With very little to gain, and much more to lose, Australia escaped the embarrassment of a winless World Twenty20, securing a hollow seven-wicket victory over Bangladesh in Tuesday’s dead rubber.
Having already accepted that their disastrous campaign, which started with three straight defeats, would likely rank as Australia’s worst performance in a major limited overs tournament George Bailey and his men did what little they could do to minimise the humiliation.
Had they lost to Bangladesh, Bailey knew what sort of reaction they would’ve received – even on the back of a glorious summer that saw them rise back up the Test rankings.
“It’s a little consolation,” Bailey, who had been left devastated after a catastrophic 73-run defeat to India on Sunday, said.
“It’s a hell of a lot better result than if it had gone the other way.” Australia made sure there were no hiccups in their final match, cantering to the 154-run target on the back of an entertaining 71 to powerful opener Aaron Finch, who starred in a 98-run opening stand with David Warner.
Australia secured the win with 15 balls to spare to silence the partisan Dhaka crowd and snap a three-game losing streak.
Finch, named man of the match, admitted it felt like a hollow victory.
“To not make it through to the semi-final stage has been really disappointing from the team’s point of view,” Finch said.
“We came here with hopes to win the competition and we’re going home with nothing.
“I think there’s a few positives to take out, but by and large not a huge amount.
“To win one out of four has been very disappointing.” For the first time all tournament Australia’s top order found some form, with Warner and Finch starting the run-chase in grand fashion.
But it begged the question – how far could Australia, the pre-tournament favourites, have progressed had the pair clicked into gear earlier?
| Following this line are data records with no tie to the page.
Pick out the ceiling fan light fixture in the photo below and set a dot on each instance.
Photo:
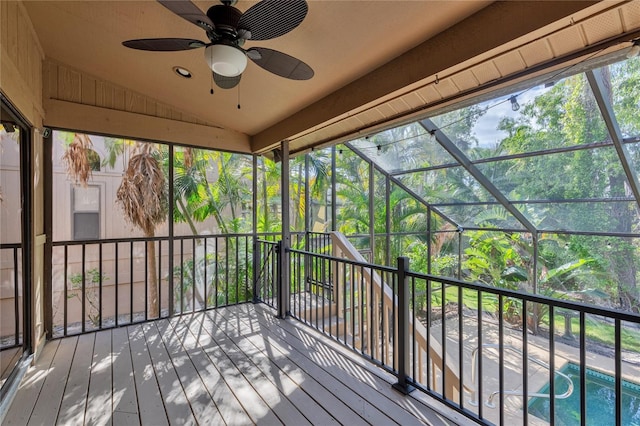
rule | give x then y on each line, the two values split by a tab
228	61
182	72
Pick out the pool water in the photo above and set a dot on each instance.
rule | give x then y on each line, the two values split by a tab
601	400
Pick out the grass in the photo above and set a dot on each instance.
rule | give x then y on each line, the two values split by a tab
596	330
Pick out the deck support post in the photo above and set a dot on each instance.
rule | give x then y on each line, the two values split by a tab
403	328
254	227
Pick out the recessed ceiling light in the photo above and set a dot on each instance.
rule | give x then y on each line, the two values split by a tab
182	72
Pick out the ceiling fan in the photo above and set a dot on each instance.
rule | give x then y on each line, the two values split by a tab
228	29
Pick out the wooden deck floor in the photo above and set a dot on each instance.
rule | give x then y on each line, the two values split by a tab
237	365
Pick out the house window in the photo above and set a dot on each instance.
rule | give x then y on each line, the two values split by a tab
86	213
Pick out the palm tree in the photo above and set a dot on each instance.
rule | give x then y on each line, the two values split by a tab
76	158
143	197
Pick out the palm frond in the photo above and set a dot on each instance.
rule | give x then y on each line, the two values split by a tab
76	159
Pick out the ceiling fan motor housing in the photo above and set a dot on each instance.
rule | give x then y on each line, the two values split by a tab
225	18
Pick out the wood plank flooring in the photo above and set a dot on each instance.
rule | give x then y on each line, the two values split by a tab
236	366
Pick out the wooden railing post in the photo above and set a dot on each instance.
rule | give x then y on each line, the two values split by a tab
403	327
282	281
257	265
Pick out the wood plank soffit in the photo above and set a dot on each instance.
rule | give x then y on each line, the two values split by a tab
468	39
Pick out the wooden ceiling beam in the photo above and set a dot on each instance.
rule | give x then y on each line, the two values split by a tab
497	24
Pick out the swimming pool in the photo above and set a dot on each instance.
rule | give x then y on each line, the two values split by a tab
600	400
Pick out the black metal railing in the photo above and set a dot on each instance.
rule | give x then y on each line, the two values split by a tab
493	354
11	295
98	284
266	283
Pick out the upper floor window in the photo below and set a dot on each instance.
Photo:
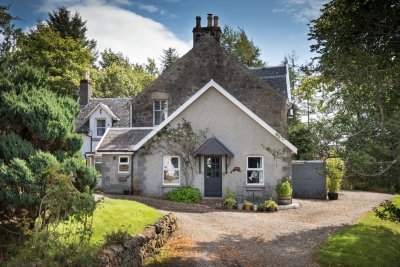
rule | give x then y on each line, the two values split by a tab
100	127
255	170
160	111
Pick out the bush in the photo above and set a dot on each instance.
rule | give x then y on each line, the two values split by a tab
268	205
116	237
184	195
284	188
84	178
334	172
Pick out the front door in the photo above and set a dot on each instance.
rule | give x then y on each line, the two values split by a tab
212	176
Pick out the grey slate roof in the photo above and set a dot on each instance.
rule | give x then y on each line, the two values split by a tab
274	77
122	139
212	146
119	106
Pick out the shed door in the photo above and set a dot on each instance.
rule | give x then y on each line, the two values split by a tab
212	176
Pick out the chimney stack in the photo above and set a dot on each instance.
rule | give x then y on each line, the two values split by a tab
85	90
199	32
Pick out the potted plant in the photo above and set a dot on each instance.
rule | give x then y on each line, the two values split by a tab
334	173
247	205
229	202
284	191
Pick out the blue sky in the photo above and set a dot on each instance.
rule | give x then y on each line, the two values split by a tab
141	29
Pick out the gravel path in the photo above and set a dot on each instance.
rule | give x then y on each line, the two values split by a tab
284	238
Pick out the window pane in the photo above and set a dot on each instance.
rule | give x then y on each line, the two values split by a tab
163	105
171	177
101	123
254	162
123	159
123	168
156	105
255	177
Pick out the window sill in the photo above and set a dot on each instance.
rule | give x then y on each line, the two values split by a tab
170	185
255	187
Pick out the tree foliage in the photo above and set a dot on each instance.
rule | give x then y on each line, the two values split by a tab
359	46
67	25
237	44
65	59
169	57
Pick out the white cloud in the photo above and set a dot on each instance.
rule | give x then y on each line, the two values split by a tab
124	31
301	10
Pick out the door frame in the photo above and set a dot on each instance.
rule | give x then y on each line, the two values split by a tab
205	173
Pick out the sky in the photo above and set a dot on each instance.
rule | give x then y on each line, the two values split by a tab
142	29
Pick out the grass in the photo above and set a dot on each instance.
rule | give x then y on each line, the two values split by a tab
111	215
370	242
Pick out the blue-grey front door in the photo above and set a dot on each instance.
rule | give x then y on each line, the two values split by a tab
212	176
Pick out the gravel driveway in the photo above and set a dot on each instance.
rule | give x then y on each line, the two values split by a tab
284	238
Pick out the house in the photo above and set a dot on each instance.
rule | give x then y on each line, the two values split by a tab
244	111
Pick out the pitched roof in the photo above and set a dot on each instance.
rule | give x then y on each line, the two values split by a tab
121	139
209	61
212	146
277	77
213	84
119	107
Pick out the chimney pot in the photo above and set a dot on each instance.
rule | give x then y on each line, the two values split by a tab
215	21
198	22
209	20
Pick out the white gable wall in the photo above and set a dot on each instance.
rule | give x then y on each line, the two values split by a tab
236	130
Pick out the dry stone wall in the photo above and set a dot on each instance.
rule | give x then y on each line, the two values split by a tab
137	248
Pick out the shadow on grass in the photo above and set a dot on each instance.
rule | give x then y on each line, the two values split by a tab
361	245
237	250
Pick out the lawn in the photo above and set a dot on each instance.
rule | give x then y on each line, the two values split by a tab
111	215
370	242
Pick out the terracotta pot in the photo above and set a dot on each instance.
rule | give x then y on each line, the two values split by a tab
333	196
284	200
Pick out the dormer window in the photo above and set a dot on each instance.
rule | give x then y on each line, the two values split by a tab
160	111
100	127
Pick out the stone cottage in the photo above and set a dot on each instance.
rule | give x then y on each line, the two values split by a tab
244	111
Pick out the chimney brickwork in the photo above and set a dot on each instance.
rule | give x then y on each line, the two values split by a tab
199	31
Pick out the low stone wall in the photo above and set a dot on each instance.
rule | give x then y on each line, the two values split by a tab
133	251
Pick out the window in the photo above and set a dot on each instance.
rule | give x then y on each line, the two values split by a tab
98	165
255	170
160	111
100	127
123	164
171	170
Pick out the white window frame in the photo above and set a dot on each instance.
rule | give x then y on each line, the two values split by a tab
255	169
159	110
96	127
96	160
124	163
174	169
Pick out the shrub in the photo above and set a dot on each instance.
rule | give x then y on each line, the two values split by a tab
116	237
84	178
268	205
184	195
284	188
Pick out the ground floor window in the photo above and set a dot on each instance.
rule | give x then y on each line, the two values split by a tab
123	164
255	170
97	164
171	168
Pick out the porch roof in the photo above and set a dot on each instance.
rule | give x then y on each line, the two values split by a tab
212	146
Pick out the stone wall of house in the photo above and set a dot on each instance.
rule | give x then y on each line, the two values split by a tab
112	181
137	248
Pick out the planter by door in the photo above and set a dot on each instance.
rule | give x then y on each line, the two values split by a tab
212	176
333	196
284	200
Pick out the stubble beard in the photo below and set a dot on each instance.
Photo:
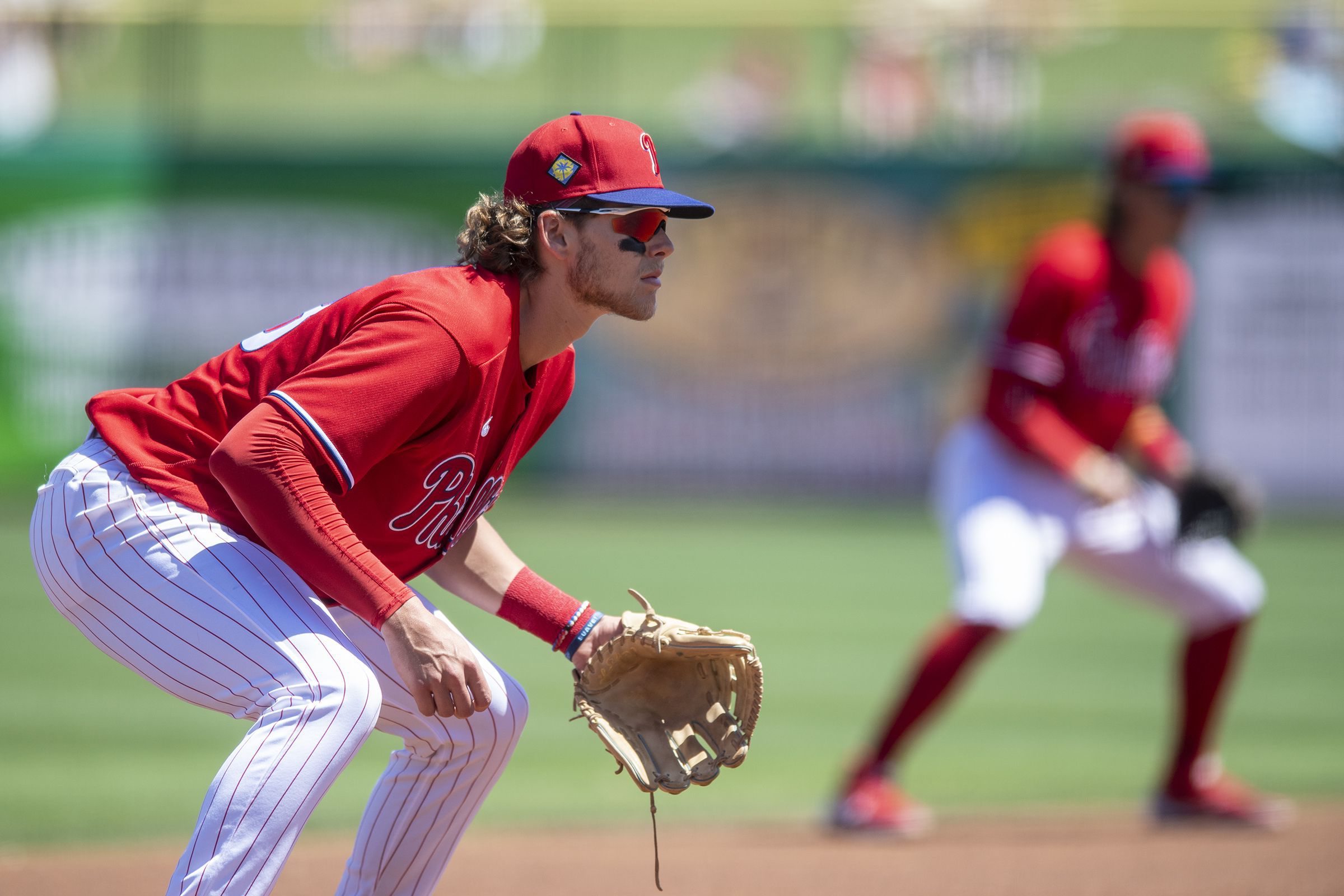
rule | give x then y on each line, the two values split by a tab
588	289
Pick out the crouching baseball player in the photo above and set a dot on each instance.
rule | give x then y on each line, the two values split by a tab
1035	479
242	538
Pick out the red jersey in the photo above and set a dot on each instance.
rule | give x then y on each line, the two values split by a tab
410	393
1085	344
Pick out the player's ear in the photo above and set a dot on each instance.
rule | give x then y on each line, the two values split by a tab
556	235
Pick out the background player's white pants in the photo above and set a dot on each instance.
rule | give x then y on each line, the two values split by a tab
221	622
1010	519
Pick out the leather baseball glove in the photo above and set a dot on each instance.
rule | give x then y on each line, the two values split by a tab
1214	506
671	702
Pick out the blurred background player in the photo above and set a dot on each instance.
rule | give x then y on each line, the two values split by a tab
242	538
1038	477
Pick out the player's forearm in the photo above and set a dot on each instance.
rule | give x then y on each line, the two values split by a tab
1158	442
277	489
484	571
479	568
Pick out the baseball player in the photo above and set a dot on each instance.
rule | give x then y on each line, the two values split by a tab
1037	477
242	538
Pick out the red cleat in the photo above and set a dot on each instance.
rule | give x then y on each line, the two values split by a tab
871	804
1215	799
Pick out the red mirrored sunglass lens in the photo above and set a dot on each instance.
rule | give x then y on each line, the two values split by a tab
639	225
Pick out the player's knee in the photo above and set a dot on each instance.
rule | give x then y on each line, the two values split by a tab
1231	590
1242	597
1002	606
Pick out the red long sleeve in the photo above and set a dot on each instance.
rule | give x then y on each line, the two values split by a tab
1163	449
270	472
1032	421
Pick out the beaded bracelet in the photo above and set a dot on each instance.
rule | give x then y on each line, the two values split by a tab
569	625
584	633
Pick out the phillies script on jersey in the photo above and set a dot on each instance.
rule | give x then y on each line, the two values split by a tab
1085	344
412	391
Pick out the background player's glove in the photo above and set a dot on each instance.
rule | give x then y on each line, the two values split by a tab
1214	506
671	702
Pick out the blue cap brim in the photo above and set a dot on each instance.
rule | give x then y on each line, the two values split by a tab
676	204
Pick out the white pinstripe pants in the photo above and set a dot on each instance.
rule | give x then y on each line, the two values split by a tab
221	622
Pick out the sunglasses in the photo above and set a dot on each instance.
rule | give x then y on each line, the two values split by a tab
639	225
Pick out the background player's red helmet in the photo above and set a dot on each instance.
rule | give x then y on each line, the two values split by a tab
1160	148
608	160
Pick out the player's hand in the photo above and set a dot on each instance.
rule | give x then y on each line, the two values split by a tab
1104	477
436	662
605	629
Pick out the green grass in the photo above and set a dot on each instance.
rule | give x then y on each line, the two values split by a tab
1073	710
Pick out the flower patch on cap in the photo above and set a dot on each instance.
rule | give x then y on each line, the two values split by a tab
563	169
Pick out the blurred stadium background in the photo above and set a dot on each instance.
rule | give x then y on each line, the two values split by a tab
178	175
Warner (48 off 35) in particular has had a lacklustre fortnight, considering his tremendous output in the Ashes and in the victorious Test series in South Africa.
Finch, who scored 65 in the first-up loss to Pakistan, brought up his half century off 35 balls and muscled four sixes and seven fours in a 45-ball knock – before admitting the powerhouse opening partnership had failed to live up to their own hype.
“I think myself and Davey have both been very disappointing in this tournament as a partnership,” Finch said.
“What makes it even more disappointing is that it took until the final game to have a big partnership, (when Australia were) out of the tournament already.
“To not be able to progress and then provide a good start for the side was very disappointing and something that is frustrating.
“We’ve both come here with high expectations of each other and ourselves.
“I don’t think we played particularly well in the first three games in such a short format you have to rely on your openers heavily and we didn’t do that.
“So we take a lot of responsibility.”